Using memset or strtok without initializing

Question

char *tokens[100];  

memset(tokens,'\0',sizeof(tokens));  

tokens[n]=strtok(tempVar,",");

Is this code valid? I think memset is filling a random place of memory right ?

Answer 1

It is valid code (well except that n is undefined in the example).

memset like this is initializing. You're zeroing out the whole tokens variable. It is not a random location. It is not mandatory in your example, either.

Also, take note that strtok does not return a copy of the token, but rather modifies tempVar and returns pointers to its elements. If tempVar goes out of scope, the memory locations pointed by the tokens elements will become dangling pointers, and dereferencing them will invoke undefined behavior.

Answer 2

I would re-write the memset bit as:

memset(tokens, 0, sizeof(tokens));  

Because what you do is actually assign zero to all the pointers in the array.
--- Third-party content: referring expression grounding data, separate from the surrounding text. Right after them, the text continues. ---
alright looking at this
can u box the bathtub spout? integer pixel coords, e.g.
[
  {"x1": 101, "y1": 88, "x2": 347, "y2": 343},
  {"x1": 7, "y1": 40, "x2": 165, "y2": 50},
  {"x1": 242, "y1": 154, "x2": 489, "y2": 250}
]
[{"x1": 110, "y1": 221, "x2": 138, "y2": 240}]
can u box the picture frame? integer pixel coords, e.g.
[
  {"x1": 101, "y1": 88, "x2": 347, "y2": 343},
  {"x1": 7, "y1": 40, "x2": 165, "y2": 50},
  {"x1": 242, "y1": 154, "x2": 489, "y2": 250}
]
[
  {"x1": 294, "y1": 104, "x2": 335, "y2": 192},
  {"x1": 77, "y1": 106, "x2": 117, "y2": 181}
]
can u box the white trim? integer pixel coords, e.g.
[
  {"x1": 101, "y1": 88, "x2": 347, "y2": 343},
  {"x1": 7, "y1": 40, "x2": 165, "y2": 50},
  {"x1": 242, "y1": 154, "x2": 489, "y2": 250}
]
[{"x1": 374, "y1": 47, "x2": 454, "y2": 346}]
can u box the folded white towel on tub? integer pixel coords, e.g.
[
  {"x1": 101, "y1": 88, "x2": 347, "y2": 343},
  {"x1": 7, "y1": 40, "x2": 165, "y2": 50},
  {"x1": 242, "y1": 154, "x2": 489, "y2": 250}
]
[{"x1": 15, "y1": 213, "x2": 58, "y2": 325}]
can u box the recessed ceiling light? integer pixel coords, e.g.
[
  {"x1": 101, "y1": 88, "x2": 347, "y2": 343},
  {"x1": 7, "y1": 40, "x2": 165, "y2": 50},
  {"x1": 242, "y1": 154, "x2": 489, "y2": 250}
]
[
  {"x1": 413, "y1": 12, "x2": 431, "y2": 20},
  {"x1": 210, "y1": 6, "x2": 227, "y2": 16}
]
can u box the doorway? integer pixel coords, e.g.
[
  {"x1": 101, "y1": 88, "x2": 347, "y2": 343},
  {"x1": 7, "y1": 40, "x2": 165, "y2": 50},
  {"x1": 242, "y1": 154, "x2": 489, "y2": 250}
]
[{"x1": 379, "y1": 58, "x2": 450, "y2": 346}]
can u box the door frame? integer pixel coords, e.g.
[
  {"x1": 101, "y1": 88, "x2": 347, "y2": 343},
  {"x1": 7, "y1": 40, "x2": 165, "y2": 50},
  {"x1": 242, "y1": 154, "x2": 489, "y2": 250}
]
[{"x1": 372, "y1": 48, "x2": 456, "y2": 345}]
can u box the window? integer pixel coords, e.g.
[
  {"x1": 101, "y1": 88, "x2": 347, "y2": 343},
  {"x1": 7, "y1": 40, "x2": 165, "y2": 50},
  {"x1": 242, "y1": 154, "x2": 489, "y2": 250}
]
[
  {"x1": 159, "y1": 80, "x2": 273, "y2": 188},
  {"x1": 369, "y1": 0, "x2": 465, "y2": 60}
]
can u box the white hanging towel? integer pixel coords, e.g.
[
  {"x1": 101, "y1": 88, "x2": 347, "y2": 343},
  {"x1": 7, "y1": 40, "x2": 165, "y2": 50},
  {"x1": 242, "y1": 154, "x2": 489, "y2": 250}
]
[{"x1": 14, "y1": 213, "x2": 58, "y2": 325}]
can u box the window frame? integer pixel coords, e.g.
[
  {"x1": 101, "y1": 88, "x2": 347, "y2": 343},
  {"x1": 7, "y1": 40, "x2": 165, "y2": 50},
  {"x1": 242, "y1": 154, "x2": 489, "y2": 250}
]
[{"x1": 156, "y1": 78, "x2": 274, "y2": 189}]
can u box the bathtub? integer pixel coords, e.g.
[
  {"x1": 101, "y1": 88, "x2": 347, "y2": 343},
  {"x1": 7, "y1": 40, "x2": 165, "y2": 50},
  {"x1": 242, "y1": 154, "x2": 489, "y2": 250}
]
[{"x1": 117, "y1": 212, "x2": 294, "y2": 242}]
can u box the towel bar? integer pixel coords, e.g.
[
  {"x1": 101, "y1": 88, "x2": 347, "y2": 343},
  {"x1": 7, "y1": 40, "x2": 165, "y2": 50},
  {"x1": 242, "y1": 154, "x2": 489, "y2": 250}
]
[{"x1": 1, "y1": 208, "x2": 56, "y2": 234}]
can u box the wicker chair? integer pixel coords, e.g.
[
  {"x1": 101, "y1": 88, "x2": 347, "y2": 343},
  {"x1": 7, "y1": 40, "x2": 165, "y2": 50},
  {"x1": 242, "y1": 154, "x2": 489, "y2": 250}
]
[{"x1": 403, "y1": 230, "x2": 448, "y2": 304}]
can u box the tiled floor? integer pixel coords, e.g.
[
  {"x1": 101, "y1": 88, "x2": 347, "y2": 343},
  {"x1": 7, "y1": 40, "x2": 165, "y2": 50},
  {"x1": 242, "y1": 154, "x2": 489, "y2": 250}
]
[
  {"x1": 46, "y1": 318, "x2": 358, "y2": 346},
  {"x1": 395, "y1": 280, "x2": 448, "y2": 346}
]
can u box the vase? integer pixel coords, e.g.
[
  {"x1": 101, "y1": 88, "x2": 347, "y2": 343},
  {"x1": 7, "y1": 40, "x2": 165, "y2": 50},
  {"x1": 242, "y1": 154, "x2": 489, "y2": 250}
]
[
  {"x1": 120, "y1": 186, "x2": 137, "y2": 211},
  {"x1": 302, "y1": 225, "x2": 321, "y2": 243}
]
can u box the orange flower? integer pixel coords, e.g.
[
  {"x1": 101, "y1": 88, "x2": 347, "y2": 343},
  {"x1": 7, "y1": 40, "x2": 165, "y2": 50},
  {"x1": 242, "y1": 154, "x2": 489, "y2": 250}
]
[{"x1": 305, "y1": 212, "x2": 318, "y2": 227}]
Otherwise the code is valid, but I am not sure it does what you expect.

Answer 3

It is valid, but not very useful since the result of setting a bunch of pointers to all-bits-zero is not well defined. There's no guarantee that a NULL pointer looks (in memory) as "all bits zero", so it's bad practice.

And no, this is not filling "random" memory, it's filling exactly the memory occupied by the tokens array.

Answer 4

It will clear tokens which is an array of 100 pointers, not the memory pointed to by those pointers.